Let me offer one last bit of judicious guidance. If you are new to the stock market or the historically tested and proven strategies outlined in this book, or, more importantly, if you are reading this book for the first time near the beginning or middle of a bear market, do not expect the presumed buy patterns to work. Most of them will definitely be defective. You absolutely do not buy breakouts during a bear market. Most of them will fail.
The price patterns will be too deep, wide, and loose in appearance compared to earlier patterns. They will be third-and fourth-stage bases; have wedging or loose, sloppy handles; have handles in the lower half of the base; or show narrow “V” formations moving straight up from the bottom of a base into new highs, without any handle forming. Some patterns may show laggard stocks with declining relative strength lines and price patterns with too much adverse volume activity or every week’s price spread wide.

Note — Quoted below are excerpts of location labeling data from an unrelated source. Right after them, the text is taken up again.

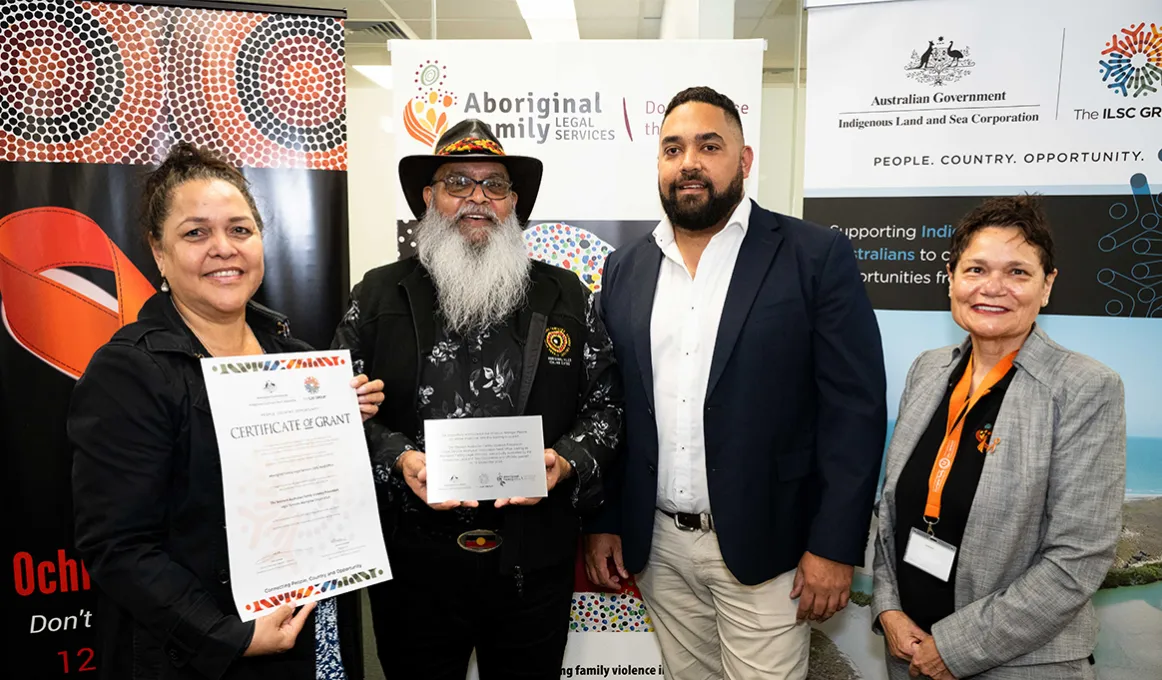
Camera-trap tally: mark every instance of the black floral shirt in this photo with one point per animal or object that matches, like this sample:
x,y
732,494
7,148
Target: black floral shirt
x,y
479,376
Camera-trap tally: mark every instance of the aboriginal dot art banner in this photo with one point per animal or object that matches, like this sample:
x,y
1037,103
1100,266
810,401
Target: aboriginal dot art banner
x,y
110,83
92,97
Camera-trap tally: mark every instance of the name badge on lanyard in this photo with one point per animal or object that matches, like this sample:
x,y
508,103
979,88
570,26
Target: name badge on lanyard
x,y
924,550
930,555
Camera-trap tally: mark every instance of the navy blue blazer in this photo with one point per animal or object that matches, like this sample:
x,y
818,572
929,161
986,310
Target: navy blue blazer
x,y
795,409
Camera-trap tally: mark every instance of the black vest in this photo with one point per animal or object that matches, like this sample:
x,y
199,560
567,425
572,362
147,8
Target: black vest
x,y
397,328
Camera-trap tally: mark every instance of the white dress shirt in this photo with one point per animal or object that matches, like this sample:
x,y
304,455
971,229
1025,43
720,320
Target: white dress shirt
x,y
682,333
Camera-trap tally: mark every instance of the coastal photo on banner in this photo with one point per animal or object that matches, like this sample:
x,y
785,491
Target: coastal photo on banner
x,y
92,95
592,112
919,109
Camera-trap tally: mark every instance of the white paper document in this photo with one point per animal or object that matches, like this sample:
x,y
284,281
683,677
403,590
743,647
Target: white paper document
x,y
485,458
301,517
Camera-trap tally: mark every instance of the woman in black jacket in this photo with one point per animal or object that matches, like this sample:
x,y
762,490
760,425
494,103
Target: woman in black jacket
x,y
146,479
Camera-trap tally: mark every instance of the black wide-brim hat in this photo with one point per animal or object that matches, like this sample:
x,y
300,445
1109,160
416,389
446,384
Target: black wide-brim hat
x,y
471,141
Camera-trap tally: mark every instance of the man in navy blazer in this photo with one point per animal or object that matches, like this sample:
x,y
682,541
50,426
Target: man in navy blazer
x,y
755,415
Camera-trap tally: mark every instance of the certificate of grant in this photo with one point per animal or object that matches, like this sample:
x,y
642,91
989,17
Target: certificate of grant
x,y
485,458
301,519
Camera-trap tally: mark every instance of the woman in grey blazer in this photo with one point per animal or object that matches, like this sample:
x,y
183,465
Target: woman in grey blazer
x,y
1005,476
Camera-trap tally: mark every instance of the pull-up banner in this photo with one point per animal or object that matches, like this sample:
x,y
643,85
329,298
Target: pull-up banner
x,y
592,112
92,95
917,111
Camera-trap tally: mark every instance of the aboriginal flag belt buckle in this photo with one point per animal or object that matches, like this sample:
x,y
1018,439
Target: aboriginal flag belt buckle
x,y
479,541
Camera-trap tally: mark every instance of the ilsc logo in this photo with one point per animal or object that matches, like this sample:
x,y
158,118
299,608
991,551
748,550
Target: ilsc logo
x,y
425,114
1133,62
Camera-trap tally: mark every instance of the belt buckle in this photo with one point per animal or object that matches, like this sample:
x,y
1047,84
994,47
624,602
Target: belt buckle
x,y
479,541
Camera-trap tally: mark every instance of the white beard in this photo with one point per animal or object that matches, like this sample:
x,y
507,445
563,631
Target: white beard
x,y
478,284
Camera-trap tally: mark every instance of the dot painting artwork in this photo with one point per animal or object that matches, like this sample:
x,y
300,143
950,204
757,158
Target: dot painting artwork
x,y
120,84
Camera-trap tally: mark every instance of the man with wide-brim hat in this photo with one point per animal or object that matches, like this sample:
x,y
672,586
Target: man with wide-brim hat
x,y
471,327
470,141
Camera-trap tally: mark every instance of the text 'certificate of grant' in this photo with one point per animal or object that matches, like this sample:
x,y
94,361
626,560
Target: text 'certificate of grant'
x,y
301,517
478,459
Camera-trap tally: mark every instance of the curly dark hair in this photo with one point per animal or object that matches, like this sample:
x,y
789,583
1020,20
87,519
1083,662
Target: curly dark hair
x,y
1024,213
186,163
703,94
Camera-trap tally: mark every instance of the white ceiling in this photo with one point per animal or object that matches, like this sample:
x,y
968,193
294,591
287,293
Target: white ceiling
x,y
774,20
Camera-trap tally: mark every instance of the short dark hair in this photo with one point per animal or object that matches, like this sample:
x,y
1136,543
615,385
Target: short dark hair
x,y
703,94
1024,213
186,163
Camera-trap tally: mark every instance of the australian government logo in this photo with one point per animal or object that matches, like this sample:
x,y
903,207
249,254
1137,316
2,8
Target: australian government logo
x,y
940,63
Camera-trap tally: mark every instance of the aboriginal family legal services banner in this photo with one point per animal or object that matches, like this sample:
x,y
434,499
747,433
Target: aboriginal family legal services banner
x,y
918,109
592,112
92,94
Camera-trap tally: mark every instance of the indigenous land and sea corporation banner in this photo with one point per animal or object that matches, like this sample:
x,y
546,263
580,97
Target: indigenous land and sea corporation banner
x,y
917,109
592,112
949,101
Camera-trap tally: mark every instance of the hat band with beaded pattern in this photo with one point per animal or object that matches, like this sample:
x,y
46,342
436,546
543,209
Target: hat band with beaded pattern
x,y
471,145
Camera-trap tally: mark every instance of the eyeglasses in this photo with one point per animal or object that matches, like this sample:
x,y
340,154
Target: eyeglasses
x,y
463,187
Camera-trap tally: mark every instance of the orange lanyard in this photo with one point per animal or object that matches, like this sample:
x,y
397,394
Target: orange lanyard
x,y
959,406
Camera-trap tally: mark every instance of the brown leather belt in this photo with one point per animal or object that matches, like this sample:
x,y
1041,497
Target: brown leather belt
x,y
690,521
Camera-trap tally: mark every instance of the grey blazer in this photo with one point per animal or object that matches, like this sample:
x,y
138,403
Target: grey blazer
x,y
1045,522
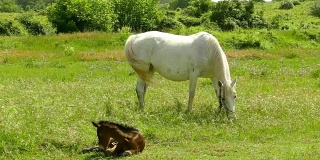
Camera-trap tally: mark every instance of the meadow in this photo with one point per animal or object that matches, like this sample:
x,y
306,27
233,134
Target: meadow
x,y
52,87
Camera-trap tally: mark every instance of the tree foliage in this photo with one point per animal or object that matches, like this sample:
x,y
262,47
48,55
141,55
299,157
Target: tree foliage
x,y
140,15
230,15
9,6
81,15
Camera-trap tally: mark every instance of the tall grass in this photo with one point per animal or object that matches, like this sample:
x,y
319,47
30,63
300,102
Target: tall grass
x,y
48,98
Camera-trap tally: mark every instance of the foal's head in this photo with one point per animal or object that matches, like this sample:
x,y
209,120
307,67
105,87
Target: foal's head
x,y
227,98
109,131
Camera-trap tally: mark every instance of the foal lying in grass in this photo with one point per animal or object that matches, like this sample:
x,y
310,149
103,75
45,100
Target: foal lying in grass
x,y
117,139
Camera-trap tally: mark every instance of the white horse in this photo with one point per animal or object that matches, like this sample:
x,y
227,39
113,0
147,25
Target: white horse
x,y
180,58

It isn’t that bases, breakouts, or the method isn’t working anymore; it’s that the timing and the stocks are simply all wrong. The price and volume patterns are phony, faulty, and unsound. The general market is turning negative. It is selling time. Be patient, keep studying, and be 100% prepared. Later, at the least expected time, when all the news is terrible, winter will ultimately pass and a great new bull market will suddenly spring to life. The practical techniques and proven disciplines discussed here should work for you for many, many future economic cycles. So get prepared and do your homework. Create your own buy and sell rules that you will constantly use.